Ela fala, explica, argumenta, se posiciona. E ainda assim, sente que poderia ser mais reconhecida, mais valorizada, mais bem paga.
Eu sempre fui extrovertida. Sempre me comuniquei com facilidade. E, por muitos anos, isso foi suficiente para gerar excelentes resultados em vendas.
Conversar, criar proximidade, envolver, funcionava. Até o dia em que eu entendi que algo havia mudado tudo. Falar bem não é o mesmo que se comunicar estrategicamente.

Quando aprofundei meus estudos em comunicação, percebi que não era sobre falar mais, nem sobre falar bonito, mas falar com intenção. E a partir desse momento, meus resultados mudaram de patamar.
O que ninguém lhe conta sobre comunicação é que se mal calibrada, não gera erros evidentes. Ela não causa conflitos diretos. Ela apenas faz com que você seja ouvida, mas não lembrada; admirada, mas não escolhida; respeitada, mas não indicada; competente, porém subvalorizada. E isso acontece em silêncio. Quando a comunicação falha, oportunidades não surgem.
Assertividade é o verdadeiro divisor de águas. Quando aprendi a ser assertiva, percebi que conexão não nasce da quantidade de palavras, mas da qualidade da presença.
Assertividade é saber, como abrir uma conversa como conduzir uma negociação, quando avançar, quando silenciar e como adaptar sua mensagem ao canal do outro, sendo visual, auditivo ou cinestésico. É alinhar palavras, postura, tom de voz e energia. É fazer com que o outro sinta segurança antes mesmo de concordar.

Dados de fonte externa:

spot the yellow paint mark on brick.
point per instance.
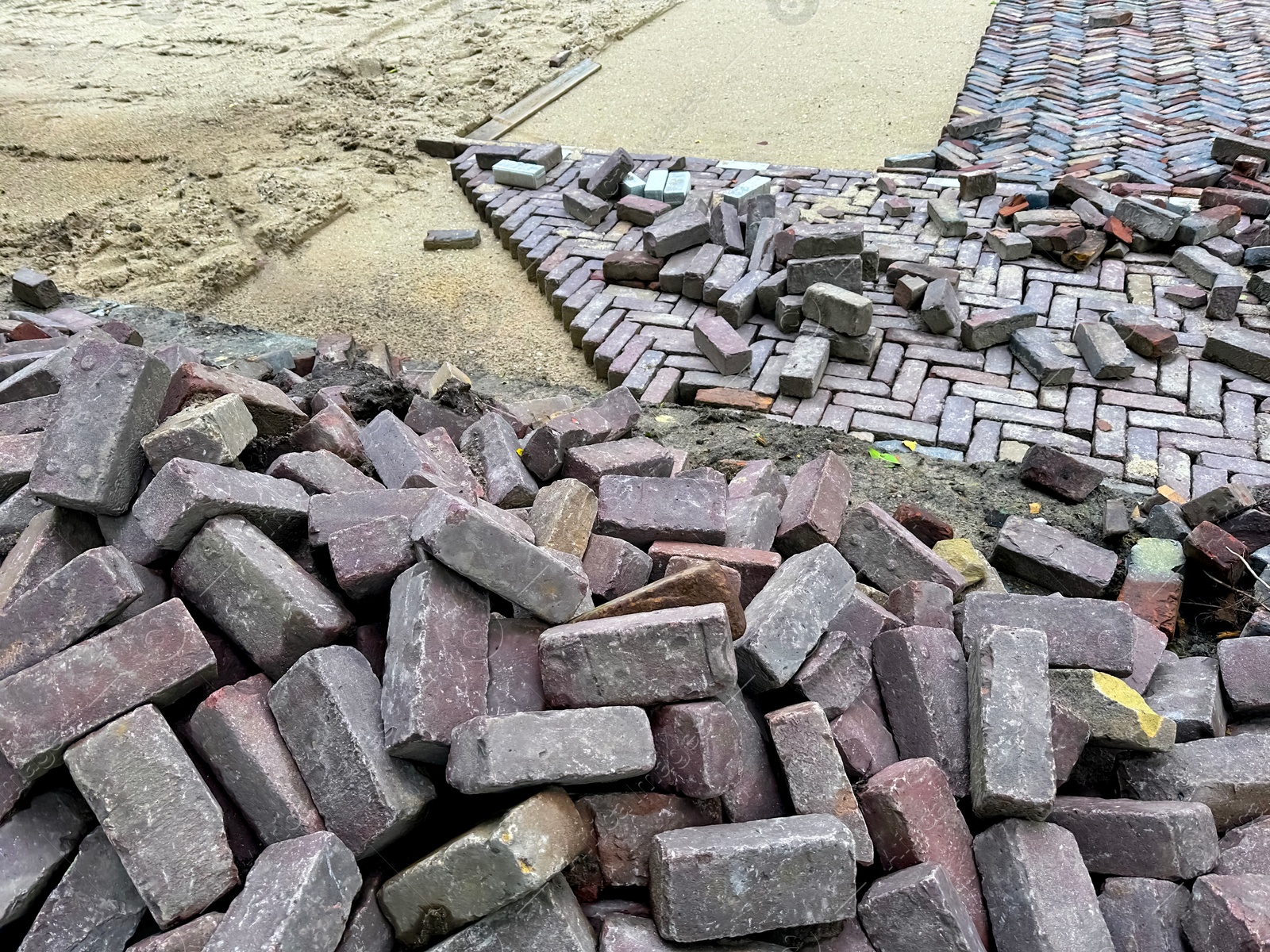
(1117, 691)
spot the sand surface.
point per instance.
(837, 84)
(254, 159)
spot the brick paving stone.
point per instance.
(1037, 888)
(487, 867)
(914, 819)
(689, 869)
(922, 676)
(365, 797)
(254, 592)
(683, 654)
(178, 857)
(1054, 558)
(787, 619)
(37, 841)
(527, 749)
(813, 771)
(1011, 753)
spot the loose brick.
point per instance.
(679, 654)
(298, 894)
(1037, 888)
(1117, 714)
(718, 881)
(1066, 476)
(700, 584)
(813, 770)
(186, 494)
(1145, 914)
(526, 749)
(916, 907)
(321, 471)
(914, 819)
(90, 590)
(549, 918)
(36, 843)
(698, 747)
(563, 516)
(787, 620)
(365, 797)
(922, 677)
(482, 550)
(1161, 841)
(436, 670)
(1011, 752)
(888, 555)
(156, 812)
(816, 505)
(94, 905)
(1229, 912)
(154, 658)
(1053, 558)
(482, 871)
(272, 410)
(648, 509)
(90, 457)
(233, 573)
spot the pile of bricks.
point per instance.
(507, 676)
(973, 315)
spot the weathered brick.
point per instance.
(486, 869)
(492, 556)
(698, 747)
(526, 749)
(672, 654)
(740, 879)
(154, 658)
(366, 797)
(1011, 749)
(816, 505)
(700, 584)
(298, 895)
(95, 904)
(493, 446)
(1145, 914)
(88, 592)
(549, 918)
(922, 677)
(914, 819)
(1053, 558)
(813, 771)
(888, 555)
(156, 812)
(186, 494)
(785, 621)
(1227, 913)
(272, 410)
(36, 842)
(1038, 892)
(1161, 841)
(648, 509)
(914, 908)
(1117, 714)
(90, 457)
(256, 593)
(435, 670)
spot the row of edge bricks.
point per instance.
(286, 674)
(960, 310)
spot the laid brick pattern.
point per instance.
(1142, 98)
(1180, 419)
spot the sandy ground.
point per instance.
(254, 159)
(829, 83)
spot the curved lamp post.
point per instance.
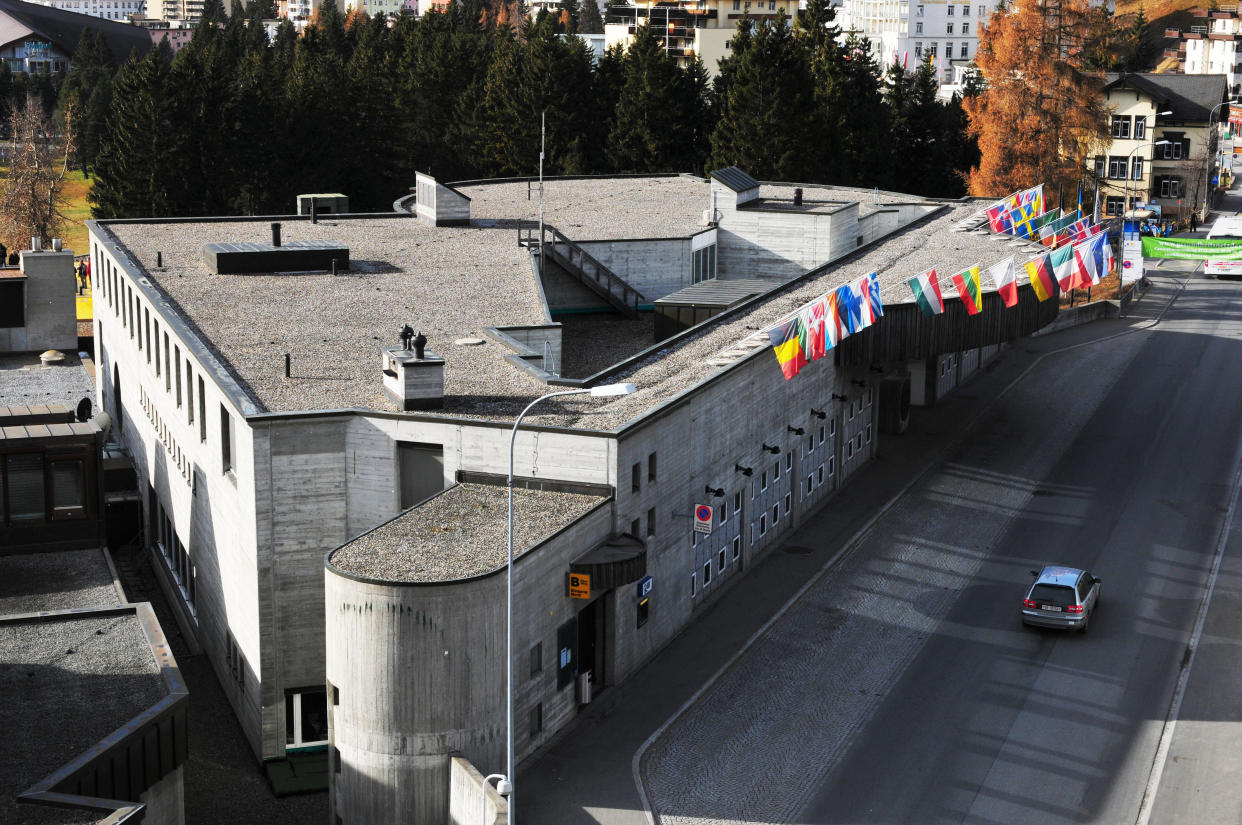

E pessoas compram de quem confiam e indicam a quem transmite segurança. As empresárias que crescem entendem isso cedo.
Elas não tentam convencer. Elas constroem percepção. Elas não se explicam demais. Elas escolhem com precisão o que dizem. Elas não disputam espaço. Elas o ocupam. Porque sabem que, no mercado atual, não vence quem fala mais alto. Vence quem se comunica melhor.
Talento abre portas. Comunicação as mantém abertas.
Se você sente que poderia vender mais e negociar melhor, ser mais reconhecida, ocupar espaços maiores e crescer com mais leveza, então talvez, não falte esforço. Talvez esteja faltando estratégia de comunicação.
Comunicação não é um detalhe: é uma habilidade treinável. E, quando dominada, muda não só resultados, mas posição.
As empresárias que crescem já entenderam isso.